Mükemmelin uygulanmasında, onu test etmiş ve denemiş olmak önemli. Bu sayede kişi söylemlerinde daha emin bir şekilde ona kefil olunabileceğini yansıtabiliyor.
Çocuk yetiştirmemiş insanların çocuk yetiştirmekle ilgili iddiaları,
Evlilik dahi yapmamışların insanlara ilişkilerle ilgili tavsiyesi,
Sırça sarayına havadan konmuşların başkalarına başarı ve kazanmayı anlatışı,
Hata yapmamış insanların doğrulardan bahsedişi,
Yarım yamalak, idareten, uzağında saklanarak yaşamış insanların diğerlerine korkusuzca yaşamayı öğretişi,
Kendi meseleleri için savaş vermemiş insanların, başaklarının meselelerindeki savaşına yardım edişi….
Her şeyi birebir yaşamış olmak mı gerekli.
Olabildiğince evet. Ama her şeyi yaşamak mümkün değil.
Her şeyi sindirmek de öyle.
İnsan bazı şeylerin içinde bazılarının yakınında bazılarında oldukça uzağında bir hayat sürüyor.

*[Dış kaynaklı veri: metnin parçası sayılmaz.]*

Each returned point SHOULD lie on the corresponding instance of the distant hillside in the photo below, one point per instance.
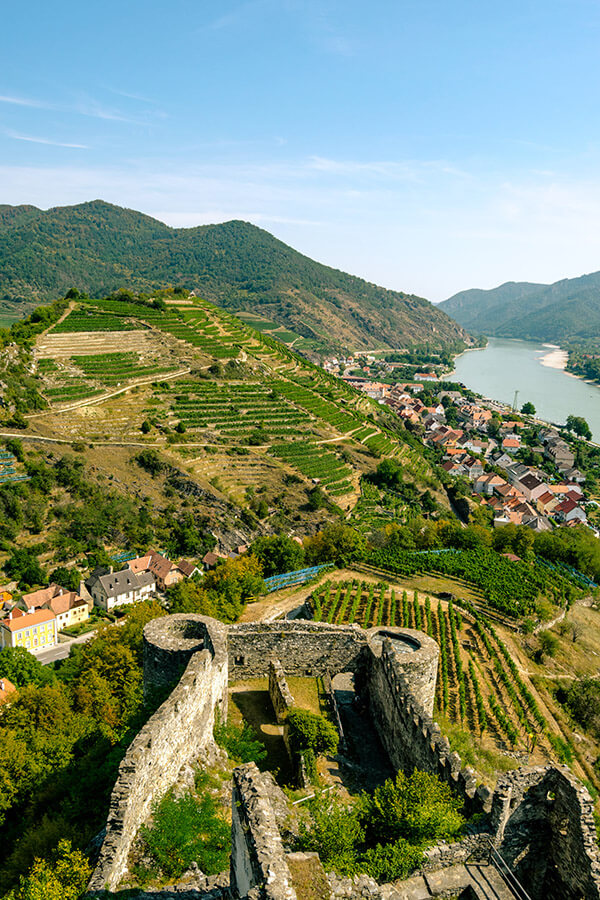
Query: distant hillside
(565, 312)
(98, 248)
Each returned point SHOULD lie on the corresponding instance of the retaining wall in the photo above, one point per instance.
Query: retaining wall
(178, 732)
(305, 648)
(407, 731)
(257, 857)
(279, 692)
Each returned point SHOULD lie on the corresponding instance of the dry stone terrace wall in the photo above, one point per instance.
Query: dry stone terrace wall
(178, 732)
(258, 860)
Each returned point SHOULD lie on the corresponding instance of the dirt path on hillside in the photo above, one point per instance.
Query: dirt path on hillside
(91, 401)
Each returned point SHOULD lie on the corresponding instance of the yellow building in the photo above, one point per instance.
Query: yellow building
(35, 630)
(68, 607)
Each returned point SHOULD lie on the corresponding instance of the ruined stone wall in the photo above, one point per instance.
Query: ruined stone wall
(178, 732)
(543, 820)
(257, 857)
(395, 684)
(279, 692)
(305, 648)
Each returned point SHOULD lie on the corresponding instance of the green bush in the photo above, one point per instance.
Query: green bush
(240, 742)
(384, 833)
(391, 862)
(184, 831)
(334, 833)
(312, 732)
(417, 807)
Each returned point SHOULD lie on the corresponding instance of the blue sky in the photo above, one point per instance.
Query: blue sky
(428, 146)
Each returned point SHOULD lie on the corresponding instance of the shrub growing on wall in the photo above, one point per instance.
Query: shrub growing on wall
(311, 732)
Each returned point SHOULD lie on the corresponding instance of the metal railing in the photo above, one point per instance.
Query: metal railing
(493, 858)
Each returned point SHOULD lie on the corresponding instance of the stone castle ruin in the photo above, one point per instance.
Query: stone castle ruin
(540, 820)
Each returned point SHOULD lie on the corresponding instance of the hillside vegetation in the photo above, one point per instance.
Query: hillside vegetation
(184, 403)
(99, 248)
(566, 312)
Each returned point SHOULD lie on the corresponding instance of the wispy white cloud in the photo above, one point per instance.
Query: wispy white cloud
(433, 235)
(25, 101)
(15, 136)
(85, 107)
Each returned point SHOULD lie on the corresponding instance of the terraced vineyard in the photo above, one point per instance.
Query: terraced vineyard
(479, 684)
(89, 320)
(234, 409)
(510, 587)
(244, 389)
(318, 464)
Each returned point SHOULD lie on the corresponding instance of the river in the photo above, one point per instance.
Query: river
(504, 367)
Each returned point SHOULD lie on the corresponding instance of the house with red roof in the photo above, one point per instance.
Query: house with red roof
(34, 630)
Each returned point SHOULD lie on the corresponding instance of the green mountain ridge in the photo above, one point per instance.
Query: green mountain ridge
(99, 248)
(567, 311)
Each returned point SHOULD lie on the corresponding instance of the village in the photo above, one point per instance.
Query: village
(482, 441)
(42, 619)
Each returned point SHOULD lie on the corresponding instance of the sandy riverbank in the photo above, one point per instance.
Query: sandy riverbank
(555, 358)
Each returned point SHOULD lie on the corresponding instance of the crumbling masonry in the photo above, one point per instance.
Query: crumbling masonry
(540, 819)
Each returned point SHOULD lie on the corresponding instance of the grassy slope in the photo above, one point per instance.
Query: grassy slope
(99, 248)
(217, 456)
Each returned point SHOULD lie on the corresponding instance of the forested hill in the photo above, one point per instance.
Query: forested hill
(97, 248)
(567, 311)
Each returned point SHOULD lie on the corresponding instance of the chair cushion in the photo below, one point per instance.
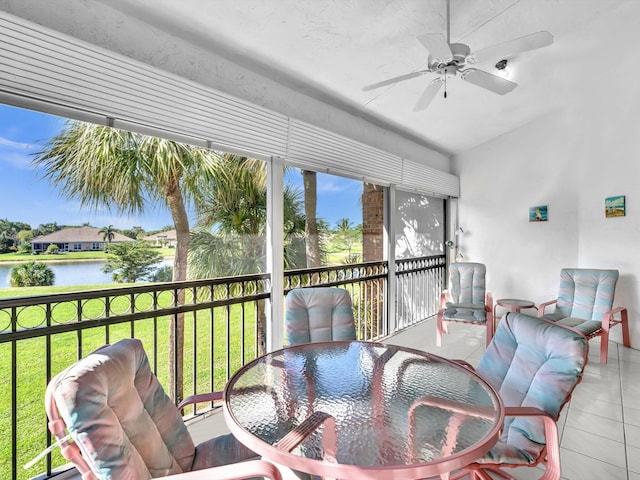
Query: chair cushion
(467, 282)
(586, 293)
(532, 363)
(319, 314)
(121, 418)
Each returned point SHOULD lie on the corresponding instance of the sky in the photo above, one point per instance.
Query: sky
(26, 196)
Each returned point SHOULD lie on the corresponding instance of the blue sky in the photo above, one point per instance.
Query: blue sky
(29, 198)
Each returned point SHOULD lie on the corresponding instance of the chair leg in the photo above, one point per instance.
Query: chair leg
(604, 346)
(440, 329)
(624, 319)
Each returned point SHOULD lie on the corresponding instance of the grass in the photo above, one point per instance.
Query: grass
(206, 335)
(65, 256)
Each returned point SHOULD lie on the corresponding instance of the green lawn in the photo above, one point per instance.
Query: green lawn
(97, 255)
(205, 335)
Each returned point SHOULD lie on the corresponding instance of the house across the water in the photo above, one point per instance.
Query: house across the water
(76, 239)
(166, 239)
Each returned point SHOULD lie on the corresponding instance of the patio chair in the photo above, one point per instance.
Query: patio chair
(121, 424)
(585, 303)
(466, 300)
(318, 314)
(535, 366)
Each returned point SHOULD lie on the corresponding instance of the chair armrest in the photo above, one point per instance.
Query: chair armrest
(611, 313)
(444, 298)
(464, 364)
(544, 305)
(235, 471)
(488, 301)
(608, 319)
(552, 471)
(200, 398)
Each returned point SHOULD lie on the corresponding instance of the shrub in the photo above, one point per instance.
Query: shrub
(31, 274)
(163, 274)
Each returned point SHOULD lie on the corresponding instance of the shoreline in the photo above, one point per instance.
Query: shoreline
(66, 260)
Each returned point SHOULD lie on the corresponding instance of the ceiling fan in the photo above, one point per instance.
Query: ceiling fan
(447, 60)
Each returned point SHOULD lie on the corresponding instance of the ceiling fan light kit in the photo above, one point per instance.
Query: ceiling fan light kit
(446, 60)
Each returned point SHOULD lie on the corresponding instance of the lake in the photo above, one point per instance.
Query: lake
(84, 272)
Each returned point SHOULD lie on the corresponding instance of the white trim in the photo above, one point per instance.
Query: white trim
(275, 256)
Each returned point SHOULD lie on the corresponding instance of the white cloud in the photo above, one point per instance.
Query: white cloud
(16, 154)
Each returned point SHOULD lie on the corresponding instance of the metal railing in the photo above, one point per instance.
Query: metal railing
(419, 284)
(42, 335)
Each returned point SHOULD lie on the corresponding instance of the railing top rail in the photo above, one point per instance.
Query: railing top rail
(302, 271)
(128, 289)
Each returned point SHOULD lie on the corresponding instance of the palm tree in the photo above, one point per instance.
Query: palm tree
(311, 227)
(102, 166)
(232, 214)
(108, 233)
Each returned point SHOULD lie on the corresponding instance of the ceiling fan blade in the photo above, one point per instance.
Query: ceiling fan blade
(512, 47)
(487, 80)
(393, 80)
(437, 46)
(428, 95)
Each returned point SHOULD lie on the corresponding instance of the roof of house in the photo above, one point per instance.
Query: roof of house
(166, 235)
(80, 234)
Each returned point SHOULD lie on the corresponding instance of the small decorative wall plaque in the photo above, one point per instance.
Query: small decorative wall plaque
(614, 206)
(538, 214)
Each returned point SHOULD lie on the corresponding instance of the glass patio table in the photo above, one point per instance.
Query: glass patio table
(362, 410)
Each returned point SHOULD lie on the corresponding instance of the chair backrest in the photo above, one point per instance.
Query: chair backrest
(467, 282)
(119, 415)
(586, 293)
(319, 314)
(533, 363)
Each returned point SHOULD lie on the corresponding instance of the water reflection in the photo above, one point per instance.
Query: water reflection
(85, 272)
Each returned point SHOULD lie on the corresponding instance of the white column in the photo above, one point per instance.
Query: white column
(389, 247)
(275, 252)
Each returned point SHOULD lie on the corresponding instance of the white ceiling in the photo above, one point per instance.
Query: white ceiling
(335, 47)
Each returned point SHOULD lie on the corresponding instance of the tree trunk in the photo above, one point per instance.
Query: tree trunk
(176, 333)
(311, 224)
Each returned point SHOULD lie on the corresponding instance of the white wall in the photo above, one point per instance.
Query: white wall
(199, 59)
(570, 160)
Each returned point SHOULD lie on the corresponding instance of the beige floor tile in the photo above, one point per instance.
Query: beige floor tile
(595, 446)
(631, 414)
(632, 435)
(596, 424)
(633, 457)
(612, 411)
(577, 466)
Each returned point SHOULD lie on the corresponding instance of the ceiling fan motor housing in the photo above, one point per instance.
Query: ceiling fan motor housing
(460, 52)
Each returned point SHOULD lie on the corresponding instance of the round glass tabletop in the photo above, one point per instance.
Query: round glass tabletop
(389, 408)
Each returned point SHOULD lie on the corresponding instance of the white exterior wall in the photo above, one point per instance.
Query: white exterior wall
(571, 161)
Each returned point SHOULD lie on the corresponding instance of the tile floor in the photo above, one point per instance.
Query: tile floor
(599, 428)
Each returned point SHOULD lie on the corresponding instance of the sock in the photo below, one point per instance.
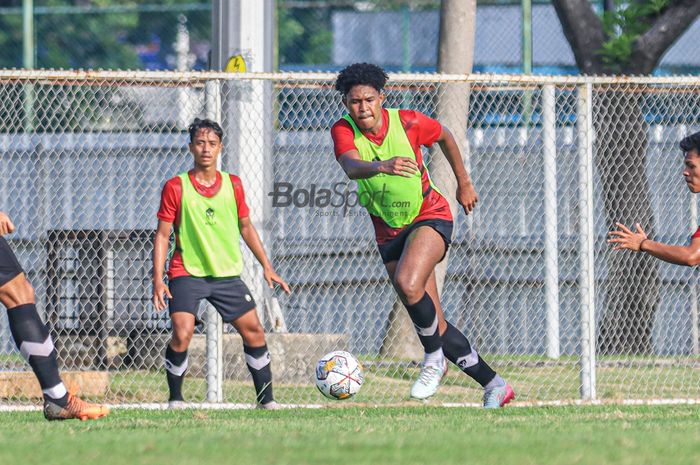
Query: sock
(497, 381)
(36, 346)
(461, 353)
(175, 368)
(258, 361)
(425, 320)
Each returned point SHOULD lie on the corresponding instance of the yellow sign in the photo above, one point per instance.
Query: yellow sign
(236, 64)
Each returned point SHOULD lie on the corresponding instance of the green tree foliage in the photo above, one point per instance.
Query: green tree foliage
(94, 34)
(623, 27)
(304, 35)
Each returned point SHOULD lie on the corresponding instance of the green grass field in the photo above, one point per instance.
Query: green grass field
(402, 435)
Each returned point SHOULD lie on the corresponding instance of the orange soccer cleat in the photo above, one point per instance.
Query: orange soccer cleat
(76, 408)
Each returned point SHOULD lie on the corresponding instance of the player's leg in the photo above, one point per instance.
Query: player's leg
(233, 300)
(424, 248)
(459, 351)
(257, 357)
(187, 292)
(35, 344)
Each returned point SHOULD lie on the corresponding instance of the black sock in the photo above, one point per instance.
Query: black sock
(258, 361)
(425, 320)
(175, 368)
(458, 351)
(34, 342)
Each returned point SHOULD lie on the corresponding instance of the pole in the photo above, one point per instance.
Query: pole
(586, 245)
(551, 259)
(28, 61)
(693, 285)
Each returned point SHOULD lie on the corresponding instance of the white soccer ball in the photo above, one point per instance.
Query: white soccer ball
(339, 375)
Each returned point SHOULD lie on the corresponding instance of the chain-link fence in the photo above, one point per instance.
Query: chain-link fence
(530, 280)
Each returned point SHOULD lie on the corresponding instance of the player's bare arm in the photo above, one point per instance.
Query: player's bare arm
(466, 194)
(356, 168)
(160, 251)
(637, 241)
(6, 226)
(252, 239)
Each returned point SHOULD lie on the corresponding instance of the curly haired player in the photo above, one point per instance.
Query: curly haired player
(381, 149)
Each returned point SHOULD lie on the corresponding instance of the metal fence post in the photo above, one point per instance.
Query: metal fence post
(551, 252)
(695, 344)
(586, 233)
(215, 327)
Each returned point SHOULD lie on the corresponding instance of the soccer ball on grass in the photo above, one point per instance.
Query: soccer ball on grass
(339, 375)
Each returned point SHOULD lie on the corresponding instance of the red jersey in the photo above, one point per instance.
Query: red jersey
(171, 203)
(420, 130)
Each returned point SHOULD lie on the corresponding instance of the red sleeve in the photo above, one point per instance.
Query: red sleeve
(170, 200)
(420, 129)
(343, 137)
(243, 210)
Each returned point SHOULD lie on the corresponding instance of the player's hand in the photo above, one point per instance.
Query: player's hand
(160, 290)
(467, 197)
(6, 226)
(272, 277)
(400, 166)
(625, 238)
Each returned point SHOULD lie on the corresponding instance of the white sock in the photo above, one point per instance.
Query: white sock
(435, 359)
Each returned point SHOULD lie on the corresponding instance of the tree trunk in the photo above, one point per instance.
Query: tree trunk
(456, 56)
(632, 282)
(457, 24)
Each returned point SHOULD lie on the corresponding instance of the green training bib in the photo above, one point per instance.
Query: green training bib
(208, 234)
(395, 199)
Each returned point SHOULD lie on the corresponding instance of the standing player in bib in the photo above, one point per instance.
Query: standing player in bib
(207, 209)
(381, 149)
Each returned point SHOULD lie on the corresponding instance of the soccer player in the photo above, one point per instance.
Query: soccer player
(637, 241)
(381, 149)
(33, 339)
(208, 211)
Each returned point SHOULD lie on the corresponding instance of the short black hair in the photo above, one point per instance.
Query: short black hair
(360, 74)
(199, 124)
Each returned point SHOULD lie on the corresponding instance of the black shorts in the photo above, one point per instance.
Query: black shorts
(229, 296)
(391, 251)
(9, 266)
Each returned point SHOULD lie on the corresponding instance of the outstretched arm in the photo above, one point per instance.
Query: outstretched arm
(637, 241)
(160, 251)
(466, 194)
(252, 239)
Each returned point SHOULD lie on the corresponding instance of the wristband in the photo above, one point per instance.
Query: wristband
(641, 243)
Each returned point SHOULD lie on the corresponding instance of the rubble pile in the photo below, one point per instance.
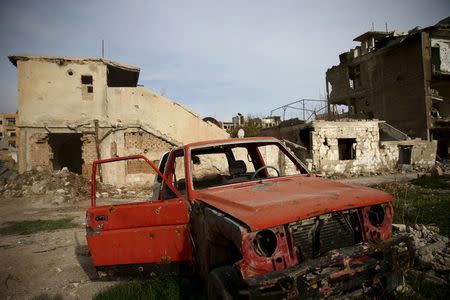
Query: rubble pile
(65, 187)
(431, 253)
(61, 186)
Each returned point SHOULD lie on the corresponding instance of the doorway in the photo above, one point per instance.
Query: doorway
(66, 149)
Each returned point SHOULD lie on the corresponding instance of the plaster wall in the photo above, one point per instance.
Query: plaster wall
(165, 117)
(50, 96)
(371, 154)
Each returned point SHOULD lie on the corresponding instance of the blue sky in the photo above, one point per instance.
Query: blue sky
(216, 57)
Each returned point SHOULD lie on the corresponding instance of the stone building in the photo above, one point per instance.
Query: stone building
(75, 110)
(354, 146)
(402, 78)
(8, 129)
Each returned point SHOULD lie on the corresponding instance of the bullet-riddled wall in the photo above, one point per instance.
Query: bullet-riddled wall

Yaşıyor, gözlüyor, düşünüyor, okuyor ya da bir bilgisi ya da fikir yoksa ise fikir yürütüyor. Bu nokta da diğerlerinin sahibi olmadan fikri yürüten, en uzağında kalan olarak, en uyumsuz, en oturmaz olanına ve en iddialı savunanına dönüşüveriyor.
Yaşamış olmak, atlatmış olmak yeterli mi? Oda tek başına çoğunlukla yetersiz. Bunun sebebi anlamak, ders almak, üzerinde düşünmek, bilgiyle birleştirip tam ve tutarlı çıkarımlarını bir araya getirmek zorunda. Her yaşanmış deneyim ve tecrübe olmuyor bunların eksikliğinde.
Ezbercilik, bir düşünce biçimi temelde. Eğitim, görüş, statü, akıl, konum hiç birisiyle ilgili değil. Zihnin çalışma şekli. Alınmış eğitim modelinin, seçili yaşama stratejisinin, gördüğünün, öğrendiğinin sonucu. Çoklu düşünce, çapraz düşünce, araştırmacı heyecan, esneklik ve daha az yaralı egoların ezberciliğin önüne geçecek yeni zihin tiplerini oluşturma şansı var. Bir de bu şansını çok uzun yıllar önce kaybetmişler var.